Description
We describe the major components of our parallel data structure library called Multipol, including two of the more irregular data structures and one application. The two data structures are a task stealer for dynamic load balancing and an event graph for discrete event simulation. The application is a timing-level circuit simulator for combinational circuits. We analyze the workloads of several applications built by the Multipol group and quantitatively characterize their irregularities.
The Multipol library is built on a runtime layer consisting of threads as well as communication mechanisms. The thread layer supports a basic computational abstraction called fibers, which are code sequences that appear to execute atomically. The fiber abstraction enables a portable multithreading execution environment for latency hiding. The thread layer also allows the programmer to supply customized schedulers to enforce application-specific scheduling policies. The communication layer provides portable primitives for expressing irregular communication. It uses a technique called message aggregation to trade the excess parallelism in the application for better communication bandwidth.
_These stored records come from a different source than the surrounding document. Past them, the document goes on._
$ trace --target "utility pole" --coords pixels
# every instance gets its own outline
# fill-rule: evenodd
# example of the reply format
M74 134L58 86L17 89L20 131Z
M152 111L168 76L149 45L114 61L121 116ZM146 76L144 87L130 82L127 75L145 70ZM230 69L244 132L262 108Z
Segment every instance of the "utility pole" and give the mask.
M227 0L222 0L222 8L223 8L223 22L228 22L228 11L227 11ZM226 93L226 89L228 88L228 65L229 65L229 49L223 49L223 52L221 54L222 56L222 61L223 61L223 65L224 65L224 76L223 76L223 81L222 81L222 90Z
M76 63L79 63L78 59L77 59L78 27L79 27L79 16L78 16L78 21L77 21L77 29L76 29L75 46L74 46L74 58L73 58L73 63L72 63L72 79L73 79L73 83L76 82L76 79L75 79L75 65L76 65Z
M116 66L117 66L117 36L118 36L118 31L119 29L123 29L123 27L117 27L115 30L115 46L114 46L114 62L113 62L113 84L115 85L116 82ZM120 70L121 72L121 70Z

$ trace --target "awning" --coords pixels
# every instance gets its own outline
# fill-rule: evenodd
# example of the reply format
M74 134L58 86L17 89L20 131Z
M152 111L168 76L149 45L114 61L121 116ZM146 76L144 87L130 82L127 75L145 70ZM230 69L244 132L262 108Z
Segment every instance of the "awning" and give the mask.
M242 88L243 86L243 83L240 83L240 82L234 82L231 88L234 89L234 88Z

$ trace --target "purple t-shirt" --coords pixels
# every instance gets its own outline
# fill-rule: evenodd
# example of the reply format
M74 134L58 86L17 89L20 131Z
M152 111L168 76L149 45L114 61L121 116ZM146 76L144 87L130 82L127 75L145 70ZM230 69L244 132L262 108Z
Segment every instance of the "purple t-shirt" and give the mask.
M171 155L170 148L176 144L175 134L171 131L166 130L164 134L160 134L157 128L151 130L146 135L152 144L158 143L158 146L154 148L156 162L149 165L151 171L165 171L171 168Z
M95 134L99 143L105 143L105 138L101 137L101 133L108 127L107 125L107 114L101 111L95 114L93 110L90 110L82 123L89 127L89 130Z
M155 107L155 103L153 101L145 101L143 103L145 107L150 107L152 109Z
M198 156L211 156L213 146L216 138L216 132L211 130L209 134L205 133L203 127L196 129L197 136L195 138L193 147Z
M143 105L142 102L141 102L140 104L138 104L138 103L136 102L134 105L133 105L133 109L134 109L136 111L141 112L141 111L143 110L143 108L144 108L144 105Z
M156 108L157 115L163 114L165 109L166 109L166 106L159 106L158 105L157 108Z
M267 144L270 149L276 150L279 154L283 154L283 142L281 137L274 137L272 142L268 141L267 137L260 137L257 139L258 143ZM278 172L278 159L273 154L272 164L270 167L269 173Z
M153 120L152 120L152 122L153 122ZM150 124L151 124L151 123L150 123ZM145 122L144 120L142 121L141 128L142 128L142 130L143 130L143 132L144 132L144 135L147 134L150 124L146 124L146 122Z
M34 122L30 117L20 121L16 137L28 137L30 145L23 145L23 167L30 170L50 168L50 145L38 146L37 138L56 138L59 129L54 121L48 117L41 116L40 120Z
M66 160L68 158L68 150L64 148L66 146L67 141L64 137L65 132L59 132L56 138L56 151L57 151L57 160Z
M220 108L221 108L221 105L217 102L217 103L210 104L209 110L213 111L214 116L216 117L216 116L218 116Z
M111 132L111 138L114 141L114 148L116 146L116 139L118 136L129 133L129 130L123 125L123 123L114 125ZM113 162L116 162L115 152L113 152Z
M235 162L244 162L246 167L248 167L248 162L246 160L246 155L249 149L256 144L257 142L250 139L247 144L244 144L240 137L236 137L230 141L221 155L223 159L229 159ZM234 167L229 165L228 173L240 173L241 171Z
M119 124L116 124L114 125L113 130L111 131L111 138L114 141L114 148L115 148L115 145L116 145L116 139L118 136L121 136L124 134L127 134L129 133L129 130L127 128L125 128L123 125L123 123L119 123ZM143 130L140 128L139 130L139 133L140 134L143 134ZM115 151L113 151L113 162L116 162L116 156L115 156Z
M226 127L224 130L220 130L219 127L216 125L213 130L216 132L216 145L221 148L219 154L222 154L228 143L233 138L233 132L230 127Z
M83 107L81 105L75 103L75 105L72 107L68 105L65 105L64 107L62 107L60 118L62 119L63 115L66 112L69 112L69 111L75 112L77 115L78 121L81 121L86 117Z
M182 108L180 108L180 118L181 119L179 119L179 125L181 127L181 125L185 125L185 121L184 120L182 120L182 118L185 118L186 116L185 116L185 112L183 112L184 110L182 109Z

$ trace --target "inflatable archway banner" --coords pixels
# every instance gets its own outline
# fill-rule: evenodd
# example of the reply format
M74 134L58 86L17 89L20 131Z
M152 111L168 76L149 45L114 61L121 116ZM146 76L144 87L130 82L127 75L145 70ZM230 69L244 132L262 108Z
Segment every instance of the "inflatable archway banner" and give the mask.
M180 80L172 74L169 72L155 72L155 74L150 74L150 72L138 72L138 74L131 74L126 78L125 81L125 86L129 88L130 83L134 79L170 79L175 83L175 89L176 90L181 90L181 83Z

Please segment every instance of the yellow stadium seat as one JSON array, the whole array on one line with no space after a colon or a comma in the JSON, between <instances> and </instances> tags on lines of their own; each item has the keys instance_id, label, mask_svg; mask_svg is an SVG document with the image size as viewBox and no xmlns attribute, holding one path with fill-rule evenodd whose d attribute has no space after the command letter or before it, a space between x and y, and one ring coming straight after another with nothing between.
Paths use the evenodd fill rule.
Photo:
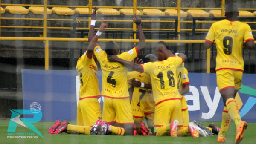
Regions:
<instances>
[{"instance_id":1,"label":"yellow stadium seat","mask_svg":"<svg viewBox=\"0 0 256 144\"><path fill-rule=\"evenodd\" d=\"M254 14L247 11L239 11L239 17L254 17Z\"/></svg>"},{"instance_id":2,"label":"yellow stadium seat","mask_svg":"<svg viewBox=\"0 0 256 144\"><path fill-rule=\"evenodd\" d=\"M75 14L75 11L67 7L54 7L52 11L58 15L73 15Z\"/></svg>"},{"instance_id":3,"label":"yellow stadium seat","mask_svg":"<svg viewBox=\"0 0 256 144\"><path fill-rule=\"evenodd\" d=\"M157 9L144 9L143 14L148 15L165 15L164 12Z\"/></svg>"},{"instance_id":4,"label":"yellow stadium seat","mask_svg":"<svg viewBox=\"0 0 256 144\"><path fill-rule=\"evenodd\" d=\"M42 6L30 6L29 10L35 14L44 14L44 7ZM47 14L52 14L52 10L47 8Z\"/></svg>"},{"instance_id":5,"label":"yellow stadium seat","mask_svg":"<svg viewBox=\"0 0 256 144\"><path fill-rule=\"evenodd\" d=\"M29 10L21 6L7 6L6 11L9 11L12 14L27 14Z\"/></svg>"},{"instance_id":6,"label":"yellow stadium seat","mask_svg":"<svg viewBox=\"0 0 256 144\"><path fill-rule=\"evenodd\" d=\"M93 9L92 9L92 13L93 12ZM75 13L81 14L89 14L89 8L76 8L75 9ZM97 11L96 11L96 13L98 13Z\"/></svg>"},{"instance_id":7,"label":"yellow stadium seat","mask_svg":"<svg viewBox=\"0 0 256 144\"><path fill-rule=\"evenodd\" d=\"M5 9L2 7L1 7L1 13L4 14L5 12Z\"/></svg>"},{"instance_id":8,"label":"yellow stadium seat","mask_svg":"<svg viewBox=\"0 0 256 144\"><path fill-rule=\"evenodd\" d=\"M122 9L120 10L120 13L121 14L124 15L134 15L134 14L133 12L133 9ZM137 15L142 15L142 12L140 12L137 9L136 9L136 14Z\"/></svg>"},{"instance_id":9,"label":"yellow stadium seat","mask_svg":"<svg viewBox=\"0 0 256 144\"><path fill-rule=\"evenodd\" d=\"M120 12L112 8L99 8L97 11L102 14L120 15Z\"/></svg>"},{"instance_id":10,"label":"yellow stadium seat","mask_svg":"<svg viewBox=\"0 0 256 144\"><path fill-rule=\"evenodd\" d=\"M215 17L221 16L221 10L211 10L209 12L210 14Z\"/></svg>"},{"instance_id":11,"label":"yellow stadium seat","mask_svg":"<svg viewBox=\"0 0 256 144\"><path fill-rule=\"evenodd\" d=\"M164 12L166 14L168 14L171 16L177 16L178 15L177 10L177 9L166 9L164 11ZM188 16L188 14L186 12L185 12L182 10L180 10L180 17L186 17Z\"/></svg>"},{"instance_id":12,"label":"yellow stadium seat","mask_svg":"<svg viewBox=\"0 0 256 144\"><path fill-rule=\"evenodd\" d=\"M189 9L187 13L192 17L209 17L210 16L209 12L201 9Z\"/></svg>"}]
</instances>

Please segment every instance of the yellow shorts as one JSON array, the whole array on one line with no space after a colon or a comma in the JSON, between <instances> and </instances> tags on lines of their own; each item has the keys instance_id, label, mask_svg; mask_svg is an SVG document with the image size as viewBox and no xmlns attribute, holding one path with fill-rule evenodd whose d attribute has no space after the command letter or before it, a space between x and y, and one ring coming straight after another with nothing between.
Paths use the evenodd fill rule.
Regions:
<instances>
[{"instance_id":1,"label":"yellow shorts","mask_svg":"<svg viewBox=\"0 0 256 144\"><path fill-rule=\"evenodd\" d=\"M180 123L182 121L181 102L180 100L169 100L163 101L156 106L154 114L154 132L158 128L177 120Z\"/></svg>"},{"instance_id":2,"label":"yellow shorts","mask_svg":"<svg viewBox=\"0 0 256 144\"><path fill-rule=\"evenodd\" d=\"M145 118L148 124L148 127L154 127L154 112L152 113L146 114L145 114Z\"/></svg>"},{"instance_id":3,"label":"yellow shorts","mask_svg":"<svg viewBox=\"0 0 256 144\"><path fill-rule=\"evenodd\" d=\"M86 98L79 100L77 106L76 124L92 126L101 118L100 104L97 98Z\"/></svg>"},{"instance_id":4,"label":"yellow shorts","mask_svg":"<svg viewBox=\"0 0 256 144\"><path fill-rule=\"evenodd\" d=\"M232 69L221 69L216 72L217 85L219 91L234 87L235 89L241 89L243 72Z\"/></svg>"},{"instance_id":5,"label":"yellow shorts","mask_svg":"<svg viewBox=\"0 0 256 144\"><path fill-rule=\"evenodd\" d=\"M102 120L109 124L134 124L129 98L104 98Z\"/></svg>"},{"instance_id":6,"label":"yellow shorts","mask_svg":"<svg viewBox=\"0 0 256 144\"><path fill-rule=\"evenodd\" d=\"M180 121L179 124L182 125L183 126L187 126L189 123L189 117L188 110L188 104L185 97L183 95L181 98L181 112L182 121Z\"/></svg>"}]
</instances>

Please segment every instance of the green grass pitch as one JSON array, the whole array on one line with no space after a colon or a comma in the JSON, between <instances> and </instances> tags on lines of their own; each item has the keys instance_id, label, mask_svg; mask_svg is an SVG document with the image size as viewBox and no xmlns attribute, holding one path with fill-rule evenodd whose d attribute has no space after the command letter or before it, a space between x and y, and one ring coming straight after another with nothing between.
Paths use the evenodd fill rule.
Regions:
<instances>
[{"instance_id":1,"label":"green grass pitch","mask_svg":"<svg viewBox=\"0 0 256 144\"><path fill-rule=\"evenodd\" d=\"M156 137L154 136L118 136L118 135L84 135L67 134L49 135L49 128L54 122L39 122L34 125L40 131L44 138L37 134L38 139L7 139L7 128L9 119L0 120L0 143L1 144L142 144L142 143L175 143L175 144L217 144L217 135L213 137L194 138L191 136L171 138L169 136ZM75 121L71 124L75 124ZM210 122L203 122L205 126ZM220 127L220 122L214 122ZM241 144L256 143L256 123L248 123L248 127L244 133L244 139ZM15 132L33 133L30 130L18 124ZM230 124L225 144L234 144L236 136L236 127L234 122Z\"/></svg>"}]
</instances>

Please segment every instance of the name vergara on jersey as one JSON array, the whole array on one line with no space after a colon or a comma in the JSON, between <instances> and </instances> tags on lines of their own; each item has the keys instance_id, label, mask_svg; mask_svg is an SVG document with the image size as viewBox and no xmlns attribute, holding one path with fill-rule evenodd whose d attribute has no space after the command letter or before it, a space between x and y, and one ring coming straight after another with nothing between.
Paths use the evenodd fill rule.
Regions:
<instances>
[{"instance_id":1,"label":"name vergara on jersey","mask_svg":"<svg viewBox=\"0 0 256 144\"><path fill-rule=\"evenodd\" d=\"M234 33L236 34L236 30L234 29L221 29L221 32L227 33Z\"/></svg>"}]
</instances>

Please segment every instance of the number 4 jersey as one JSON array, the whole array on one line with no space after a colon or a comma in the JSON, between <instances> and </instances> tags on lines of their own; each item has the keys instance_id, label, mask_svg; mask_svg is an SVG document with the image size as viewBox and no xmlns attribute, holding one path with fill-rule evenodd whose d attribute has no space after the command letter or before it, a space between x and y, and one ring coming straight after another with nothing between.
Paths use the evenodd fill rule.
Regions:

We provide a new performance profiling toolkit called Mprof to help tune the performance of irregular parallel programs. Mprof identifies two major sources of performance inefficiency: overhead and insufficient parallelism. It uses statistical modeling to extract reusable cost models from benchmark executions. The cost models are combined with high-level statistics collected from an actual execution to provide low-overhead profiling information. Mprof also provides a performance interface for the library programmer to customize the profiling information and thereby preserve the library abstraction. Using information from Mprof, we optimize the performance of several irregular applications and demonstrate the performance portability of the Multipol library and runtime layer.